2012 is not a Fellini. It could well have been, though. The destruction of the world comes with a destruction inside men also. But there is Ray on the kerb too. For there are humanists amidst humans becoming beasts.

2012 is a big film on a small peg. The Mayan calendar ends in 2012. It is interpreted by many as the end of the world. By this film too. The sun is overheating. So is the earth's crust. And the scene is set for the film's hyper-ventilating.

The little signs are there. The first scene in India, where a small boy's toy boat in a flooded street capsizes in the "tsunami" of a taxi's wake. The small cracks on the pavements in a town in California, over which children play hopscotch, in glee. A cruise ship which rolls ominously, as if by a beast from below.

The world leaders know about the impending end for years, and they make a diabolic plan to bring about survival. But only of a few.

Our hero, a failed author, has a family to save. And his breathless journey towards safety is the film, as everything around collapses, burns or sinks.

It is easy to discredit Hollywood by saying technology overpowers in a big film, and everything is made simplistic to amass the masses.

But the fact remains that no film will ever work without an emotional core. And 2012 also, in its broad strokes, addresses all the major concerns and drivers of a man's decisions of life.
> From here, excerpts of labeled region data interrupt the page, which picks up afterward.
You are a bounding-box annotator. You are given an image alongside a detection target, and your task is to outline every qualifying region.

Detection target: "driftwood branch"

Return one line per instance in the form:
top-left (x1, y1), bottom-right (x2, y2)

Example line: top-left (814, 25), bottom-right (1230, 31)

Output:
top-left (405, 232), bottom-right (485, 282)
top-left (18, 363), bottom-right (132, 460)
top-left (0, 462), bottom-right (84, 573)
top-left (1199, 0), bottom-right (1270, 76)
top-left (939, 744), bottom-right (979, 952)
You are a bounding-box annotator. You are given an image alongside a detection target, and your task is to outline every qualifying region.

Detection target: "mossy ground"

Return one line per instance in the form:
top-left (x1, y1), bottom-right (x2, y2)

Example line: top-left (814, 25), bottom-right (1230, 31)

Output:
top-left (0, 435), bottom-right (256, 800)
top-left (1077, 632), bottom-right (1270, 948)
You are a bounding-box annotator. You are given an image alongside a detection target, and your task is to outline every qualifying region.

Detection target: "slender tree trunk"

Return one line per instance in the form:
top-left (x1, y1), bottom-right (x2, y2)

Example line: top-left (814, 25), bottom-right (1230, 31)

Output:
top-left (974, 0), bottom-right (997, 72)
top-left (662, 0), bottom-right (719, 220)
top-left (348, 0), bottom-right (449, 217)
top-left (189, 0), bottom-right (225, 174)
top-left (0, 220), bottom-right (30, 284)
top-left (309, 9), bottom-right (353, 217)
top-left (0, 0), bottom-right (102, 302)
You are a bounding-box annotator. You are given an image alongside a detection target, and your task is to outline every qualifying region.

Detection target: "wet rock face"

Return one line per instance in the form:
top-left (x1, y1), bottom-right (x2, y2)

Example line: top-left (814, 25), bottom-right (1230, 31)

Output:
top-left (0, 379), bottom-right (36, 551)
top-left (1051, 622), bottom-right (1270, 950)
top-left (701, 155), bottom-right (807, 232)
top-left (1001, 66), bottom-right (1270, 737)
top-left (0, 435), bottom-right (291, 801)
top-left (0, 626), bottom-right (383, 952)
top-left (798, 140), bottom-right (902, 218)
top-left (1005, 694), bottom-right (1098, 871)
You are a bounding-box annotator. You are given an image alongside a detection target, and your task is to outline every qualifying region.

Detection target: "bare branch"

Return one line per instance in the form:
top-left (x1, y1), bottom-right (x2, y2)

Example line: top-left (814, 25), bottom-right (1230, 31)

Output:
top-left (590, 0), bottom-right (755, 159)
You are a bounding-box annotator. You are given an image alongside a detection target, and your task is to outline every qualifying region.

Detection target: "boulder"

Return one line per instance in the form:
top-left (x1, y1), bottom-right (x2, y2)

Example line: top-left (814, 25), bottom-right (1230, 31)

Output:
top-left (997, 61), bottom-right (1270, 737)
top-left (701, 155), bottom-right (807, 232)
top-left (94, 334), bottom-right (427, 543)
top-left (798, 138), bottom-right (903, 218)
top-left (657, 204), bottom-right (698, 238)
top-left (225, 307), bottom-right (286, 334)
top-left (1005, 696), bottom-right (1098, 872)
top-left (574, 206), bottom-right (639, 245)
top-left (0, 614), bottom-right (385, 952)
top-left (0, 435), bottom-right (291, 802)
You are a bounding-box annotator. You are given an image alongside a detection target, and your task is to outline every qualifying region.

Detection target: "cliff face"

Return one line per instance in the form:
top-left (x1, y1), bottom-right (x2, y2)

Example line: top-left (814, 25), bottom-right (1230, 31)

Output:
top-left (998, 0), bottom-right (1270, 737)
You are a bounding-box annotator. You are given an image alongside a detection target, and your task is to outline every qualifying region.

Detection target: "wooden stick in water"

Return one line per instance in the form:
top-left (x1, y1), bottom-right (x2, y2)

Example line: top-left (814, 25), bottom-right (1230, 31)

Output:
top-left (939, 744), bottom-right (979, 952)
There is selfishness of a Russian mogul. But also the incredible humanity of a Head of State, who refuses to seek safety as his countrymen die. The US President tellingly urges a scientist to leave for safety by saying that one scientist in a new world would be better than 20 politicians. And as everything seems to near anninhilation, there is someone who stands up to remind everyone that a new world could not be built on an act of cruelty, and the moment we stopped fighting for each other would be the moment of the true end.

There is nothing which is subtle, its all spelt out, by characters who are upfront there to say the lines or do the doing. But sometimes that is what is required - a sentence reminding us what defines us as humans and not animals, amidst times when each man is seemingly on his own.

Amidst all the havoc being wrought, there are great scenes of beauty. A flight of birds - almost like a flying of the spirits of all humanity - from the valleys of Yellowstone Park. A Buddhist hermit's mountaintop temple, slowly getting engulfed. The last sight from Mount Big Horn. Vatican City in prayer with the Pope. The ark-decks in deep yellow sunlight.

And then the contrasts. A lama boy's small truck in front of the ultra-modern arks. The generosity of a pilot and the venality of his Russian boss. The immensity of a President's decision and the self-centerdness of his Deputy.

What touches the core is, of course, when the floor beneath the home cracks, the mall in which one shops collapses, and gardens disappear. It is far more compelling than seeing the White House crumbling.

In the most dire of times, there are so many ordinary men who can and do become heroes.

It sometimes does take a Hollywood film, amidst its fireballs, earth-cracks, catacysms and tsunamis, to tell us that.